AMS and CPM together maintain a view of the system model that describes the various software and hardware components in the system, their attributes, dependencies on each other, rules for grouping them together for providing services availability, current state and policies to be applied in the event of failure.

Availability Management Service (AMS)

Availability Management Service (AMS) comes with a default set of policies on how to recover a service. These include restart or switchover of services to a standby. The following are the functions of AMS:

Defining System Model
Service Unit and Component Lifecycle Management
Service Group Management
Best Possible Assignment at Boot-time
CSI Assignment
Node Management
Administrative Control
Fault Recovery
Faults at Node
AMF Client AP

Component Manager (CPM)

The CPM is an operational manager entity, responsible for managing the various Service Units and components through their lifecycle, based on configured policy and instructions from the AMS. The following are the functions of CPM:

Hierarchical Component Management
Boot Management
Basic Component Lifecycle Management
Component Health Monitoring
Failure Event Generation
Automatic Logging of Health State Changes

CPM-AMS interaction

In SAFplus Platform world, the Availability Management Framework is implemented as two entities Availability Management Service (AMS) and Component Manager (CPM). Even though both the entities are in the same process, there is a very clear separation of functionalities between AMS and CPM.

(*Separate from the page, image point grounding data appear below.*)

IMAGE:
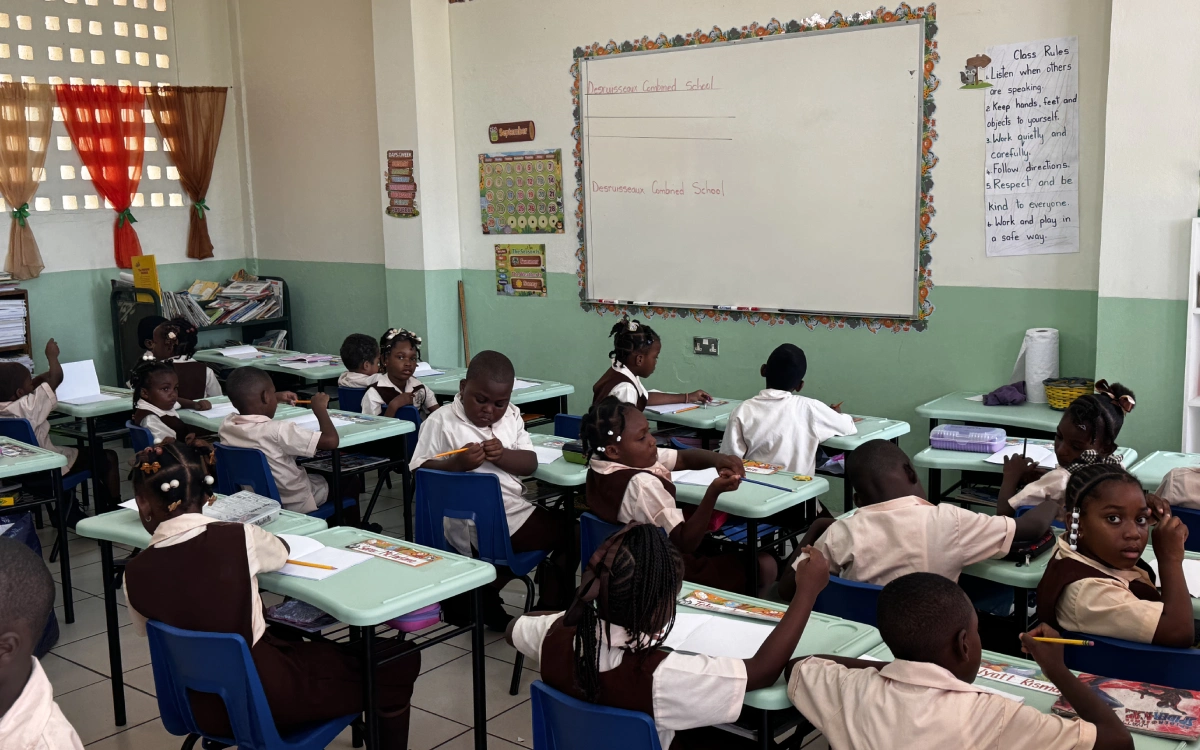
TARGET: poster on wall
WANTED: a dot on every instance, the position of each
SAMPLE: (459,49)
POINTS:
(1032,148)
(521,270)
(521,192)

AMS is a ‘server library’ that maintains the (configuration and status) information about the whole cluster, knows the policies that has been configured for different entities, the recovery (or repair) actions to be taken in case of an application failure, based on both the configured policies as well as the current cluster system state. AMS deals only with application components.

CPM is an operational entity which simply carries out the commands given by the AMS. However, CPM does manage the complete life cycle of the SAFplus Platform components. The recovery policy for the SAFplus Platform components is unlike AMS, very primitive. If an SAFplus Platform component fails, it will be simply restarted. There is a limit to these restart attempts however, after which the node will be shutdown.

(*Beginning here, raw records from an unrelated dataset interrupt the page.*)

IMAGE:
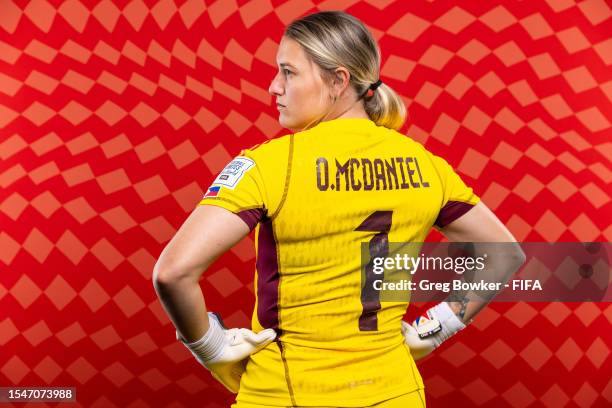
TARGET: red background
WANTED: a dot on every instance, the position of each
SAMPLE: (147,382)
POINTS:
(115,116)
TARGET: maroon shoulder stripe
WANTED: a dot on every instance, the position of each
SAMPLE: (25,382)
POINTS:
(451,211)
(251,217)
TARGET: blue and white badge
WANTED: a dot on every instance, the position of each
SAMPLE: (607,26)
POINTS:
(233,172)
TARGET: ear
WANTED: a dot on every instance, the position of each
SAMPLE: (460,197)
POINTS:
(342,79)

Interactions between AMS and CPM in brief:

1. AMS to CPM :

Call to CPM for managing the life cycle of the component.
Call to CPM for assigning (and removing) work to the component.
Informing CPM that some node for whom the shutdown request has come can (or cannot) be shutdown.
Informing CPM when taking node level recovery actions. (Node failfast and node failover.)

2. CPM to AMS :

Responding to AMS the success/failure of component life cycle or work assignment/removal request.
Reporting fault on the component, whenever a failure on that component is detected.
Querying AMS about the HA state of the component.
Informing to AMS that node is joining the cluster and is ready to provide service.
Informing to AMS that some node wants to leave the cluster and so if it is permitted for the node to be shutdown, switchover all the components and do the shutdown.
Informing to AMS that some node has exited ungracefully and hence do the failover the components without actually trying to contact the failed node.
Informing to AMS about availability/unavailability of some of the SAFplus Platform components.

CPM architecture

In an SAFplus Platform cluster, there is a CPM running on every node, managing the components on that node. This is in contrast to the AMS, which will be brought into life by CPM only if that node happens to be a system controller.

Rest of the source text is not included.